Les refuges pour animaux sont débordés. «Nous refusons près de 25 chiens par semaine», déplore Kim Desautels qui craint le pire pour la suite. La co-fondatrice du refuge Rescue All Dogs (RAD) remarque que les gens n’ont pas le temps de s’occuper de leur animal, et ce, malgré le télétravail. «Certains des animaux ont même été maltraités, battus et négligés durant la pandémie.»
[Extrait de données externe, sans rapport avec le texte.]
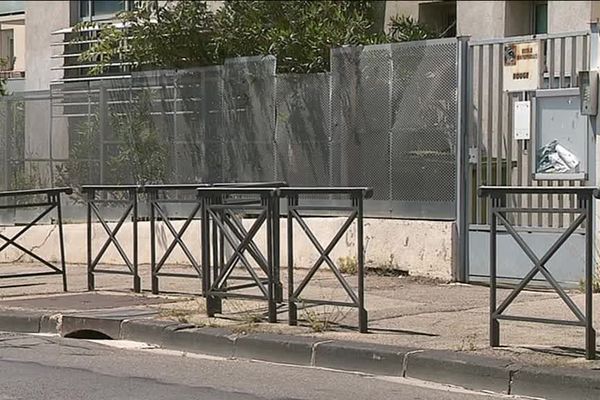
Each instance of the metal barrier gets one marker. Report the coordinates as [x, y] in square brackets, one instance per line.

Au mois d’août 2020, lors du premier déconfinement, M. Lemieux observait déjà une hausse des abandons. «Nous avions récupéré plus d’une vingtaine de chiens en moins d’un mois», dit-il.

De son côté Kim Desautels a dû tripler le nombre de familles d’accueil pour Rescue All Dogs.

200 000

C’est le nombre de chiens et chats adoptés en plus depuis le début de la pandémie, selon l’Association des médecins vétérinaires du Québec.